The evolution of the southern California meeting is instructive. The first two meetings, organized by CSU at Dominguez Hills, laid important groundwork and moved from a strictly departmental focus (with representatives from nine CSU and community college departments) to a broader focus that draws on departments but—with the inclusion the second year of K–12 teachers—also enabled individuals to compare notes on the challenges they face of depth versus breadth, distance learning, and the expanding emphasis on world history. This year's meeting, hosted by CSU at Los Angeles, began with a broad set of discussions on the need for history teachers to present the rigors and methods of the discipline to broader publics (kicked off by a provocative address by Joyce Appleby, past president of the AHA, on doing history in a postmodern era). This broad approach was tied later that day to very concrete demonstrations of the connections between teaching and technology (for example, how side-by-side presentations on the web of visual and textual primary sources could capture for students the postmodern emphasis on multivocality).

In practical terms, the CSU regional model is also helpful. The host institution (with small assists from some of the cosponsors) only needs to contribute about $1,000 towards this annual meeting (in addition to in-kind contributions, such as parking and meeting space). Participants pay a modest $15 registration fee, and help increase the size of the operating budget. Cosponsorship signals some of the larger potential for collaboration, and in this case includes the AHA, the Los Angeles County Department of Education, and the California History-Social Science Project.
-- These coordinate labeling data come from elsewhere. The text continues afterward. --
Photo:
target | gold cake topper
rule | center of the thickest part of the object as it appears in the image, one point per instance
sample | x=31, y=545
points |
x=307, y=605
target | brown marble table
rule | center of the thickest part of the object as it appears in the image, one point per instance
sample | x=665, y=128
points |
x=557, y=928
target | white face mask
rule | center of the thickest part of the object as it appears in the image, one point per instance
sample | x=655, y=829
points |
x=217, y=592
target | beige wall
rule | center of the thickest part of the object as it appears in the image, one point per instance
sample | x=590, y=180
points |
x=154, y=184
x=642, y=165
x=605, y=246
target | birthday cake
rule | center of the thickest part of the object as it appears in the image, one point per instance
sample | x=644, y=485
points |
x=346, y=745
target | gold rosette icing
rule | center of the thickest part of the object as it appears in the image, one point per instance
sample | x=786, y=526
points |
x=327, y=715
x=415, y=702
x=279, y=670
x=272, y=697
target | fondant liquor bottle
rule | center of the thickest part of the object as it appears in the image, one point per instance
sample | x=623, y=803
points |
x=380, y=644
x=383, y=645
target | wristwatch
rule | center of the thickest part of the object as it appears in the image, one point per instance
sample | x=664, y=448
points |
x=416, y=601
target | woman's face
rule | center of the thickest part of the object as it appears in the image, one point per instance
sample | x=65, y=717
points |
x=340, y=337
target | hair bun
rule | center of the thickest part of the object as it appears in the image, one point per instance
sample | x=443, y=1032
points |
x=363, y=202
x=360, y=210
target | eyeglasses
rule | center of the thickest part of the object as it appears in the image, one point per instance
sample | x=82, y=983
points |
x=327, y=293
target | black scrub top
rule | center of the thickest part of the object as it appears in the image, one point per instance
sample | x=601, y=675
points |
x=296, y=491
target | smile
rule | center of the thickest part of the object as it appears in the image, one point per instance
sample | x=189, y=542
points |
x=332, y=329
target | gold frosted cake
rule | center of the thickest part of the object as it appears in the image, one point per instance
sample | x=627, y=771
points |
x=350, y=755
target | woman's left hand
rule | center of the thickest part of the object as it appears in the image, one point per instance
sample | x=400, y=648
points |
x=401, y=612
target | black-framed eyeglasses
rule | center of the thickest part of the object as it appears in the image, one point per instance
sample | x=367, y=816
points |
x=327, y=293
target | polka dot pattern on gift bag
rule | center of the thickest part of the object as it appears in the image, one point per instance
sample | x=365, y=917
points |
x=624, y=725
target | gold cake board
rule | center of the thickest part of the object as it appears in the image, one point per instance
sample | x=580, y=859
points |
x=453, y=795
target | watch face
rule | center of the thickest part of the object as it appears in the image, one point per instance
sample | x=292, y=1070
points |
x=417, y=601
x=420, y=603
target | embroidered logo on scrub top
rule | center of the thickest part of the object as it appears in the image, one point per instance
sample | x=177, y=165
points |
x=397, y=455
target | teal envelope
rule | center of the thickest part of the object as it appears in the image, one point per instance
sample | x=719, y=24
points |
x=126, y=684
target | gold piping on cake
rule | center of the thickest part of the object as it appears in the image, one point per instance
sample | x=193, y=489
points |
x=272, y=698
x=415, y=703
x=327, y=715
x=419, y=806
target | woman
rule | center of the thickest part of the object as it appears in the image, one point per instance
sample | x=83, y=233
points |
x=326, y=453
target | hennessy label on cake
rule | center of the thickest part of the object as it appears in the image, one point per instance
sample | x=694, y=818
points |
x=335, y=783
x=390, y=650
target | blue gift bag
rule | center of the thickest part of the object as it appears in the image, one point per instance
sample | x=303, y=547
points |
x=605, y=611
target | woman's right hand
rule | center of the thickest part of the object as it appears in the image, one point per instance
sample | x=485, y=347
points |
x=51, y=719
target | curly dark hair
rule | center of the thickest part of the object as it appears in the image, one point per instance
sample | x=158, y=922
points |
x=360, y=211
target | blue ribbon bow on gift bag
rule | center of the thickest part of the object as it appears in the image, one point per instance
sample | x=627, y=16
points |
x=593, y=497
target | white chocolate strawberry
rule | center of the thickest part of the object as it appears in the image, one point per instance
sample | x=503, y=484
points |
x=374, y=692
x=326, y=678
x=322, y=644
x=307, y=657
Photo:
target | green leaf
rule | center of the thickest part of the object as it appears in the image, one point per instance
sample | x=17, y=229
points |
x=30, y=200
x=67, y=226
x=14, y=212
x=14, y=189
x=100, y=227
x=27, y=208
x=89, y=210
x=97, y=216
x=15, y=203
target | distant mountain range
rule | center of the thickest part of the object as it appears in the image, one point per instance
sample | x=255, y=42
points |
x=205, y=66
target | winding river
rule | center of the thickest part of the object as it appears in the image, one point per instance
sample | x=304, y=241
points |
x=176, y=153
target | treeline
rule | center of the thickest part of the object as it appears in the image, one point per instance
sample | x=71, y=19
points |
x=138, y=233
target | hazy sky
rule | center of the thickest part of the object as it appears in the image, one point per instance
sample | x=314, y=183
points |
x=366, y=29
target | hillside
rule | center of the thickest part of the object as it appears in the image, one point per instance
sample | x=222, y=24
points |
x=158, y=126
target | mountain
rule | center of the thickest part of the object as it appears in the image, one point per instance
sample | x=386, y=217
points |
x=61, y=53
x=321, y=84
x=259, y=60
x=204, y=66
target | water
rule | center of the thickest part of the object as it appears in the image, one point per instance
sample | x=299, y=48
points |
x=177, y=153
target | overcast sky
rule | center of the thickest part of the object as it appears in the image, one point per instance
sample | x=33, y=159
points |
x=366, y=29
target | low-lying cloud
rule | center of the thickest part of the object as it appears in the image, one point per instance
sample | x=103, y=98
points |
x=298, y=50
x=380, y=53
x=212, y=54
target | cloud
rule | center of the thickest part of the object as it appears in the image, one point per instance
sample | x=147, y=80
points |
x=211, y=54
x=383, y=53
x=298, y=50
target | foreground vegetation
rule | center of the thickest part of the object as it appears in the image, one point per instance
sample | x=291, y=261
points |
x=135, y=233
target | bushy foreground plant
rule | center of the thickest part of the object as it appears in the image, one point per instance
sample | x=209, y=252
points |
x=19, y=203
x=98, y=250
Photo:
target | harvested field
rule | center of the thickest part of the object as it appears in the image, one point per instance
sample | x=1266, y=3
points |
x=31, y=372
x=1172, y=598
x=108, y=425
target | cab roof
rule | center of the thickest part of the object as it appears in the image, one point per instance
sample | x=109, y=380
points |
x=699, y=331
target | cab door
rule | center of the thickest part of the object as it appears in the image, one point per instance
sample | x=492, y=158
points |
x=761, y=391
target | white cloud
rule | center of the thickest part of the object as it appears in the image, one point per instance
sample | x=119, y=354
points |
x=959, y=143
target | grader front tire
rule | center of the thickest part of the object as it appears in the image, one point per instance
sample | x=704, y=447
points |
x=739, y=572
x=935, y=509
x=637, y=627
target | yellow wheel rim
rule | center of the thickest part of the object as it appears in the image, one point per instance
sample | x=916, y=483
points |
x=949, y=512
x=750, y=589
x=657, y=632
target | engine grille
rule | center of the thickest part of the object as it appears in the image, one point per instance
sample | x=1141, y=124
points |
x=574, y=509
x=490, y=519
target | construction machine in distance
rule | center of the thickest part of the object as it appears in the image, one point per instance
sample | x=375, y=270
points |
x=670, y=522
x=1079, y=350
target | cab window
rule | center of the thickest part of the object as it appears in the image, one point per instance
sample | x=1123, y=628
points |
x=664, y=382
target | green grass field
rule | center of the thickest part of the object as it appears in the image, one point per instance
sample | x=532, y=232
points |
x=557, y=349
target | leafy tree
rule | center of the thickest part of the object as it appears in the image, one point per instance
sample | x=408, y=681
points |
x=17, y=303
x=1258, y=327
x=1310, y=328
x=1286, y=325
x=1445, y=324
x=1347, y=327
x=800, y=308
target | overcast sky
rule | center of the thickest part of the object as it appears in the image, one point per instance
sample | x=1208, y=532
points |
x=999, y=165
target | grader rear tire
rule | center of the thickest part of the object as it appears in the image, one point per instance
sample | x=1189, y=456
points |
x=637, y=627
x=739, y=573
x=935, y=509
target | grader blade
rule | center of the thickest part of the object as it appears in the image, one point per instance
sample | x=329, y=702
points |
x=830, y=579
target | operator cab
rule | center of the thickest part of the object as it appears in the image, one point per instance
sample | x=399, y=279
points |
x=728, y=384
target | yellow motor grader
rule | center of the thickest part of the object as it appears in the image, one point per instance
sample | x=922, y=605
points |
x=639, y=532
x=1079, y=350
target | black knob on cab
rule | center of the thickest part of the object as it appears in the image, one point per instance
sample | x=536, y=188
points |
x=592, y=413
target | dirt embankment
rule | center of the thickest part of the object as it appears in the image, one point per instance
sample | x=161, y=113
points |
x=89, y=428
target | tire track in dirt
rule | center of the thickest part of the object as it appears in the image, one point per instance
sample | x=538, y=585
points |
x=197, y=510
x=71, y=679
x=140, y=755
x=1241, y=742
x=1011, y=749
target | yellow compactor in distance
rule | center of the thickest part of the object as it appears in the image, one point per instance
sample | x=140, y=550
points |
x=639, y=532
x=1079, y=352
Participation has grown—some 80 teachers at various levels attended this year, and more than half of these were familiar faces who had attended in previous years—and this has inspired other CSU campuses to want to host. Next year will be the turn of CSU at Long Beach, and the year after that of California Polytechnic State University at Pomona.

From the national perspective, the CSU model promises to build an infrastructure that could serve as the basis for projects with deeper and more frequent connections that could attract external funding (for example, efforts to improve the survey course, discussions on distance learning, and ways to work systematically between postsecondary and K–12 teachers), and that could enable linkages among regional clusters that the AHA could organize nationally. It provides opportunities for the AHA to hear from teachers and departments about what they think the Association could be doing for the field. And it represents the potential for conversations through and beyond the Association about the challenges facing historians everywhere. We are glad to be part of such projects, and would like to hear about more of them.